Девушка вскочила на ноги, уперла руки в бока да как закричит:
«Да за кого-то замуж везут!»
Тут жених догадался, что его невеста — дурочка, вытолкал ее из тарантаса, а сам со своим другом уехал.
Досказав сказку, Эман рассмеялся было, но тут же вздрогнул:
— Отец женить меня хочет. Как бы и мне такая же дурочка не попалась.
— Будешь отцом девяти сыновей и семи дочерей…
— Что за радость… А ты мне скажи: жениться мне или нет?
— Мне-то какое дело?
— Неужели тебе нет до меня никакого дела?
— Сыграй-ка что-нибудь, давно тебя прошу.
— Не сердись, Амина!
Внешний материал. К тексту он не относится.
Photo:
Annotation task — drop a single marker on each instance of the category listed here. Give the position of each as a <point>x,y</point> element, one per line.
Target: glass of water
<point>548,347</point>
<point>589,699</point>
Ругай, как хочешь, только не сердись, — и Эман тихонько заиграл любимую Аминину мелодию.
Птицы давно умолкли, только издали чуть слышны голоса веселящейся молодежи. А тут, на лугу, нет никого вокруг, только двое молодых людей, парень и девушка, идут среди душистой травы. Что ждет их впереди? Просто добрые отношения или горячая любовь?
Только любовь или и жизнь семейная? Как бы то ни было, покуда они — не под руку, не обнявшись — идут по луговой дороге: он играет на гармони, она поет, и гармонь с песней разговаривают за них…
После праздника наступила пора сенокоса. Мужики вышли делить луга. Кугубай Орванче, опираясь на палку, идет вместе со всеми. Старик не знает, что здесь в праздничную ночь бродили Эман с Аминой, но заметил, что с той самой ночи сын стал задумчив и чуть ли не каждый вопрос теперь приходится повторять дважды, чтобы сын очнулся от своих дум и услышал.
Люди, собравшиеся на раздел, с мерными палками в руках толпились вокруг старосты. Когда Кугубай Орванче подошел к ним, парень в сапогах, подмигнув остальным, сказал:
— Поздно пришел, дедушка. Твою долю уже отдали.
— Мог бы не говорить, я без тебя знаю: богачи всегда бедняка обидят, — отозвался старик.
— Ну, ну, я же пошутил, — смутился парень.
— У тебя, брат Кугубай Орванче, нет никаких причин так говорить, — вставил свое слово мариец с нижнего конца деревни, — бросим жребий, кому что достанется.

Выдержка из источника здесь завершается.